La bióloga española Yesmina Mascarell nos cuenta su experiencia en las aguas de Galápagos, trabajando en uno de los paraísos mas remotos del planeta, enseñándonos a través de imágenes que lo que Darwin vió en tierra tiene su reflejo sin igual en las profundidades marinas.
En este rincón del planeta el mar nos brinda uno de los espectáculos más increíbles que he visto en mi vida. Desde que llegué a Galápagos en octubre de 2006 dentro de la cooperación española, proyecto Araucaria XXI, trabajamos con el Parque Nacional en el área marina; proyectos de pesca de langosta espinosa, estado poblacional de lobos marinos, y colaboramos en otros programas como el del marcaje de tiburones.
He podido ver bajo el agua un espectáculo permanente que todavía me sigue sorprendiendo. Este mes estuve en las islas del norte del archipiélago: Darwin y Wolf.

Este lugar es uno de los mejores de las islas para el buceo. Aunque las corrientes son fuertes, la vida marina es impresionante: se pueden ver escuelas de tiburones martillo, incluso tiburón ballena en la temporada de junio a diciembre, grupos de delfines, tortugas verdes y de carey, escuelas de manta-rayas, miles y miles de peces de todo tipo e incluso ballenas y orcas nadando por debajo de ti.
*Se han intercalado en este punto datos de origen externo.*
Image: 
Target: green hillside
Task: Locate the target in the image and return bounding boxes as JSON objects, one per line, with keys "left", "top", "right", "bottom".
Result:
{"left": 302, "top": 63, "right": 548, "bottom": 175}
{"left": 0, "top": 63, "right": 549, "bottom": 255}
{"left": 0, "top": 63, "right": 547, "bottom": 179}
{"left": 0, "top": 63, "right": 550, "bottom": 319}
Me embarqué 10 días en el Sierra Negra con el equipo de Migramar, Parque Nacional Galápagos y Fundación Charles Darwin. El objetivo: proyecto de marcaje y seguimiento de tiburones. Se trata de un proyecto ejecutado en varios países de la costa del Pacífico, con el cual se estudian las rutas migratorias de los tiburones, especialmente los martillos y los galápagos. Se marcan los tiburones con unas señales acústicas que son recibidas por unos monitores colocados en distintos puntos de las islas Galápagos y de otras islas cercanas al continente, como Malpelo en Colombia o Cocos en Costa Rica. Así, poco a poco se va generando una base de datos de información sobre los movimientos de los tiburones y todos los involucrados comparten la misma información. Otra manera de seguirlos es con transmisores satelitales. Estos se les colocan en la aleta dorsal, y emiten una señal que va quedando registrada automáticamente en una base de datos. Para esto se pesca al tiburón y se lo sube a bordo con una camilla.
Hacíamos 2 o 3 buceos diarios. Una pareja bajaba a 30 metros para cambiar el monitor de señales y recoger los datos almacenados y la otra pareja se quedaba a 15-20 metros haciendo censos de peces pelágicos. Cada inmersión era una gozada, una experiencia inolvidable.